Sin embargo, en la película de Kurosawa se añade un último testimonio, que matiza un poco más la “realidad de lo sucedido” y modifica substancialmente las intenciones de Akutagawa. El último testimonio del leñador, que podríamos tomar como la descripción de un testigo “frío”, sin condicionantes personales, al menos, en relación al homicidio. Del contexto mencionado en la película, podría deducirse que el leñador no quiso mencionar lo que había visto para que no le relacionaran con la desaparición del cuchillo (tanto en el cuento como en la película, el muerto manifiesta que le extrajeron el cuchillo de la herida).
Según esta descripción “fría”, Tajumaru pide perdón a la mujer después de haberla poseído; le ruega que se case con él, pero ella replica que no puede decidir “Qué puede decidir una mujer”. Tajumaru libera a su marido y ambos se encuentran ante el dilema de jugarse la vida en una pelea o parecer mezquinos. Sin embargo, el esposo dice que no se jugará la vida por una mujer que ha mostrado su vergüenza. Ninguno de los dos desea pelear por ella. La mujer se irrita y les jalea para que se enfrenten; les acusa de ser ignorantes y les hace notar que los hombres deben pelear por conseguir a las mujeres. A regañadientes, comienzan una extraña pelea, dominada por la cobardía de ambos, que rehúyen los embates hasta que, por fin, tras unos segundos de gran tensión, entre los temblores de ambos, Tajumaru arroja la espada contra su oponente y lo mata; a continuación, persigue a la mujer pero ésta consigue escapar...

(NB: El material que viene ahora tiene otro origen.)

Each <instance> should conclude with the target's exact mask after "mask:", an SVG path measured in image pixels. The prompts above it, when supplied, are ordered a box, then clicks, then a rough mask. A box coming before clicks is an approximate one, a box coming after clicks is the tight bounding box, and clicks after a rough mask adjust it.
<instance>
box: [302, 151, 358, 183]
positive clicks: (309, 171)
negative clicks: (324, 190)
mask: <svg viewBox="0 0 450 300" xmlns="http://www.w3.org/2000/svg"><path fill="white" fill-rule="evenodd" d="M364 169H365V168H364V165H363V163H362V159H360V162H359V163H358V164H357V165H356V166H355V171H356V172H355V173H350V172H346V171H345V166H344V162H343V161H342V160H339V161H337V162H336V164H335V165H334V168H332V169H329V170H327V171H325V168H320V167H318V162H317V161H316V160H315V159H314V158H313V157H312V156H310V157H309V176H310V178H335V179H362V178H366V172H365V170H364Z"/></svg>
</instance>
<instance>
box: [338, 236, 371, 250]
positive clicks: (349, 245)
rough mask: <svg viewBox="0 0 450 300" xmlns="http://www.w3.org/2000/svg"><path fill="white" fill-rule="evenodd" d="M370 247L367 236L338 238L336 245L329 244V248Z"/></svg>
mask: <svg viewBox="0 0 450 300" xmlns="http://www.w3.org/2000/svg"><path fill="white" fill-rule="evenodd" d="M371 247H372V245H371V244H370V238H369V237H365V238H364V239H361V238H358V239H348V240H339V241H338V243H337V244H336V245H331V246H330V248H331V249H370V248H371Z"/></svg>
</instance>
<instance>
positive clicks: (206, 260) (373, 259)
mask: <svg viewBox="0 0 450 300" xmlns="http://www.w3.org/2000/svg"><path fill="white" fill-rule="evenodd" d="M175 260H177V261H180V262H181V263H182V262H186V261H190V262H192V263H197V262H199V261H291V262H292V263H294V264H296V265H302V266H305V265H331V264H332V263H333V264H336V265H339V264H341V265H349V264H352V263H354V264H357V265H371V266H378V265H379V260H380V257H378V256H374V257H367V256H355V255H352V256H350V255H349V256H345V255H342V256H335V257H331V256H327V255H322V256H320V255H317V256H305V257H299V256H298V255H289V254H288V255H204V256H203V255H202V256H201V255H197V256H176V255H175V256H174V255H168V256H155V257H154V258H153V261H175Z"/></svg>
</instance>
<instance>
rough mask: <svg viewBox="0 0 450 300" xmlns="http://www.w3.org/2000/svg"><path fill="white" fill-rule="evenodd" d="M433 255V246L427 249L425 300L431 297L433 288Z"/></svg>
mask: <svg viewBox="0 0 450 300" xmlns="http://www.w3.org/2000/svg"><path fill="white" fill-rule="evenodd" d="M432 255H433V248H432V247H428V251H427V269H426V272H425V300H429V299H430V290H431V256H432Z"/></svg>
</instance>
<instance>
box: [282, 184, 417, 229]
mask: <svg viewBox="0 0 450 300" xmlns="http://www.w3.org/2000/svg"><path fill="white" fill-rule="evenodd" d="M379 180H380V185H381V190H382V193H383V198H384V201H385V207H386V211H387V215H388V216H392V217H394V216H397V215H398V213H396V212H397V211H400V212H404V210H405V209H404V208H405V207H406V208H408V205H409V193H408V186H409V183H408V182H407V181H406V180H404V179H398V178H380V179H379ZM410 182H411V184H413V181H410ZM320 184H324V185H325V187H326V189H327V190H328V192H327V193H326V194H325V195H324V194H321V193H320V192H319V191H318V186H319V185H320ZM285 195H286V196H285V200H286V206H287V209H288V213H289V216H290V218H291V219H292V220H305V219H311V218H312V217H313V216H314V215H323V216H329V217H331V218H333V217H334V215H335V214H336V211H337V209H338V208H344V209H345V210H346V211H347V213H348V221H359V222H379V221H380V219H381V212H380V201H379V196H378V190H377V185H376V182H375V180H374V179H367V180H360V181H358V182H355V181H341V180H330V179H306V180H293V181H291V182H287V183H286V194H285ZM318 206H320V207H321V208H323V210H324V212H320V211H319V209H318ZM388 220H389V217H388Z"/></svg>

Por desgracia, esta versión tampoco encajaría con la declaración del finado... y estaría condicionada por la “necesidad” de insistir en que el samurái fue muerto con una espada, no con el cuchillo de la mujer...
En definitiva, no podemos otorgar credibilidad absoluta a ninguna de las versiones, porque hasta el mundo de los muertos estaría condicionado por por el imperio de la mentira o, si se prefiere, de las interpretaciones dictadas por la conveniencia. Todos mienten... “Un demonio que vivía en Rashomon se fue porque tenía miedo de los hombres”.
Acaso por dulcificar un planteamiento excesivamente negativo, Kurosawa recupera “la idea” del relato “Rashomon”, para ofrecer un desenlace menos acibarado. El asunto de la anciana que vive de arrancar los cabellos de los cadáveres es sustituido por una anécdota algo más “ligera”. Los tres personajes que se refugian de la lluvia en las ruinas del templo oyen el llanto de un bebé; el personaje “práctico” llega junto al niño y se apodera de las ropas que lo envuelven; y justifica la acción manifestando que, en tiempos de crisis generalizada, el egoísmo es un instrumento fundamental de supervivencia... El leñador, por su parte, se acerca al niño y lo toma en sus brazos con la intención de integrarlo en su familia. En suma, en tiempos de crisis, a pesar de sus debilidades (parece ser que el leñador ha robado la daga) el leñador propugna la recuperación de los valores morales... tal y como reconoce el monje budista, que aplaude la acción.